Regulators from the European Union and Japan warned U.S. regulators last week that the domestic market would be put at risk if American regulators did not coordinate regulatory efforts with foreign territories.
Rep. K. Michael Conaway (R-Texas), the chairman of the House Agriculture Committee’s subcommittee on general farm commodities and risk management, held a congressional hearing to determine the challenges facing regulators around the world.
“If we do not get our Dodd-Frank rules right, American end-users, who use swaps to manage everyday business risks, may have fewer counterparties to deal with,” Conaway said. “Fewer counterparties will mean less competition and less liquidity in the market, which will lead to higher costs and a higher concentration of risk in the United State. With our economy facing an uncertain future, we can ill-afford to implement reforms without a good faith attempt to cooperate with the international community.”
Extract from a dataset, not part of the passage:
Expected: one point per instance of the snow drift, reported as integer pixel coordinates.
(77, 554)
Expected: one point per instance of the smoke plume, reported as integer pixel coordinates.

Rep. David Scott (D-Ga.) said that failure to issue coordinated rules could be damaging for American firms.
“The consequences of poor sequencing of rules and implementation dates by the CFTC, and poor coordination both with other domestic regulators and foreign regulators as well, are real and damaging to U.S. companies,” Scott said. “As we saw earlier this year domestic banks can and will lose business to foreign competitors if Title VII rules are not implemented properly and in a timely fashion, and that will in turn harm the end-user companies they serve and that we on this committee care so very much about.”
Witnesses at the hearing included Bart Chilton and Jill Sommers, both commissioners on the CFTC, as well as Masamichi Kono of Japan’s Financial Services Agency and Patrick Pearson, the head of the European Commission’s market infrastructure unit.